I thought about kaizen (continuous improvement), about principles of quality control and self-managing teams, ideas that had been around for years. I realised I was not going to make a dent in the ‘Customer Service’ spiel. And the call was ‘on my dime’ as my American friends say. So I farewelled the customer service lady. The local manager will no doubt be irritated, the checkout kids will be irritated, the person at the ‘customer service’ counter will be irritated. And an opportunity for the huge supermarket enterprise to learn from a customer will be lost.
This is not the first time I have tried to give constructive feedback to company when I see something going wrong that could hurt their business. I have to say I am fascinated that these big bureaucratic enterprises, which spend huge amounts on premises and advertising and I probably a lot of money on training, seem to have no procedure in place to *catch* honest feedback from customers and then put it into the system for review and possible action. In some ways, they can be quite narrowly defensive and fundamentally hostile to feedback.
So how have I been able to benefit from this experience?
First, I asked myself the question, So what about my business? Do I invite customer feedback – i.e. the serious, potentially embarrassing, potentially irritating stuff. Well yes. I did this quite recently, just before Christmas. I am blessed that I got some serious, honest feedback and did not score universally well. I did some homework and have looked closely at the services I offer and how I can improve them.
I don’t have to *enjoy* the process of getting honest feedback. But I do enjoy the idea of being able to improve what I offer and deliver. So I’m glad I invited the feedback and I’m glad it was given honestly and I’m glad I’ve taken action to lift my game.

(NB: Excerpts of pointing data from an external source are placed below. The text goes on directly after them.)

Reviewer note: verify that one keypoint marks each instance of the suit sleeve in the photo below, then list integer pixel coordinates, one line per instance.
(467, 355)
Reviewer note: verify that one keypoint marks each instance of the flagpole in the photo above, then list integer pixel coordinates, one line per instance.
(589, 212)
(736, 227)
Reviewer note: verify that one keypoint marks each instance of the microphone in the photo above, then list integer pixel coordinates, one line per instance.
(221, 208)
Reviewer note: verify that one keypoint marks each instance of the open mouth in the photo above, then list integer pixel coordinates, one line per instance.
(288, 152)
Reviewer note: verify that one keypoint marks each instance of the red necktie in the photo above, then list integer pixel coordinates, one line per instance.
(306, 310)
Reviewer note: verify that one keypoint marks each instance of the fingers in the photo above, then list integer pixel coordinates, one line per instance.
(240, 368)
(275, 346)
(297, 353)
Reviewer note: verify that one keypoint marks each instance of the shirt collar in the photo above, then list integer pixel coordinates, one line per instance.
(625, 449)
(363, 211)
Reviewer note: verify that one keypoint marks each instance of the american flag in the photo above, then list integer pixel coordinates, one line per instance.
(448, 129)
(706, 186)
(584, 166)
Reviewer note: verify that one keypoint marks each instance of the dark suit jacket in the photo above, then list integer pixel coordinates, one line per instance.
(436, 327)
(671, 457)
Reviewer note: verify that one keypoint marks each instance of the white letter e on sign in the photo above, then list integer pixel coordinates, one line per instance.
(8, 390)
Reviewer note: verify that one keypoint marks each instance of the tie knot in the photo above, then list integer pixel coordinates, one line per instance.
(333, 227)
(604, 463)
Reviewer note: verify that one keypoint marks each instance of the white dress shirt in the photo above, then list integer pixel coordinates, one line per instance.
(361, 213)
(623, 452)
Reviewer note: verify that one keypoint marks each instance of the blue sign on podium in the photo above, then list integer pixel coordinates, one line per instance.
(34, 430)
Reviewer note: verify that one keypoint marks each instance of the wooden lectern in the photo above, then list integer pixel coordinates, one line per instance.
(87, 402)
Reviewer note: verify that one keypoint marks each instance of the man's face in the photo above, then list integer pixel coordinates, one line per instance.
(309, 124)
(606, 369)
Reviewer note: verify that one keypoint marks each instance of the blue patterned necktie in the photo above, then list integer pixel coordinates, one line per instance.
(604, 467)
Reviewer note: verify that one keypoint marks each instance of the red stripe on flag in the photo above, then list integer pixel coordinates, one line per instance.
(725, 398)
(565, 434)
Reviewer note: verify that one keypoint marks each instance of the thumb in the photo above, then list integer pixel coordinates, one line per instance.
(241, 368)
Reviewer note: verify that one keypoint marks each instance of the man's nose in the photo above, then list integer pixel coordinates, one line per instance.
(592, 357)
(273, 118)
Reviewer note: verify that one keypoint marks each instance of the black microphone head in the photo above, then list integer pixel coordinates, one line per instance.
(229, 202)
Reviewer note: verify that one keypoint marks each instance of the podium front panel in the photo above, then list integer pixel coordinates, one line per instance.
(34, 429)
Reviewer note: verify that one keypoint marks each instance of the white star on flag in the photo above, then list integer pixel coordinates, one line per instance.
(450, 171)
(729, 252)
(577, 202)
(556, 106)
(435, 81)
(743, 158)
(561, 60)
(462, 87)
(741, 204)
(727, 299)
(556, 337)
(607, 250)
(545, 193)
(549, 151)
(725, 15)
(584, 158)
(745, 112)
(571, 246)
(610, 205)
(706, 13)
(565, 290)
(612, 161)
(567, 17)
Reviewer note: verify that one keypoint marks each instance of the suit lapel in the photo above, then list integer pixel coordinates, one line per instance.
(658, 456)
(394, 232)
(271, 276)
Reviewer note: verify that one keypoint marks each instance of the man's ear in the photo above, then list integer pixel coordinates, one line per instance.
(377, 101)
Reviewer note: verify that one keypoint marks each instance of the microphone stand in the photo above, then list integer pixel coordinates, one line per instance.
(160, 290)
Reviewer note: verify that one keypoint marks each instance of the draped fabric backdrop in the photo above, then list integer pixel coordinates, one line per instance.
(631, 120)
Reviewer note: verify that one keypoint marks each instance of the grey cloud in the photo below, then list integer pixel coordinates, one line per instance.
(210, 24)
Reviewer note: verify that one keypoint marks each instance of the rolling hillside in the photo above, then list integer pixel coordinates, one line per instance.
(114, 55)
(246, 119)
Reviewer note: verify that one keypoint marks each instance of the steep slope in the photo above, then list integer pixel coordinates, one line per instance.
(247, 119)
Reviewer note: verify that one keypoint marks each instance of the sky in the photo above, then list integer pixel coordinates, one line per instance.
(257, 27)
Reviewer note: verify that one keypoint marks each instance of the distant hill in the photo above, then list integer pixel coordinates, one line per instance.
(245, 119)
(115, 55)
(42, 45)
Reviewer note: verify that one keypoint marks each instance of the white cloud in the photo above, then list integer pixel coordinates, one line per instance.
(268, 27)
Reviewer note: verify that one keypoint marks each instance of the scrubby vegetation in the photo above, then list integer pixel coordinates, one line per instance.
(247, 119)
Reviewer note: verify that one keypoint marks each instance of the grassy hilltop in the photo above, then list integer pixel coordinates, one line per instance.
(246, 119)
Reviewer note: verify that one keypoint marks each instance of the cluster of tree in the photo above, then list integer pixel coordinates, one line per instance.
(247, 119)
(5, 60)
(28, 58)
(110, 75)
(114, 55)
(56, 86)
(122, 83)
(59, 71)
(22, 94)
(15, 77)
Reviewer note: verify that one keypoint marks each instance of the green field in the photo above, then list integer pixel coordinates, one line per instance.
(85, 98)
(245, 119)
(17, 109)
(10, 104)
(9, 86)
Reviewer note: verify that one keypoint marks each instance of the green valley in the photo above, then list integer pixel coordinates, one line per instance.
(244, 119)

Second, I decided to put the experience to hopefully good use, post it here and be pleased if someone else picks it up, as was done with a recent blog I posted about a run in with my (former) barber.
Part of my motivation for getting into the implications of this experience with the leaking can of soft drink was that over the weekend I was watching a television program about people in manufacturing industry seeking to improve their processes and being helped by a top engineer from Toyota, who are great exponents of the Japanese system of kaizen. Brilliant stuff. The Toyota people on the program were so impressive – down to earth, articulate, clearly committed to doing a great job today and a better one tomorrow, it inspired me.
There’s a good, brief explanation of kaizen, continuous improvement, and the impact it has had in the Toyota corporation at the Human Resources (Australia) magazine website in the item Toyota staff provide 75,000 reasons for using kaizen
Will I be shopping at that store again? Well, I am interested in checking out alternatives. And I don’t think I’ll be interested in buying shares in them.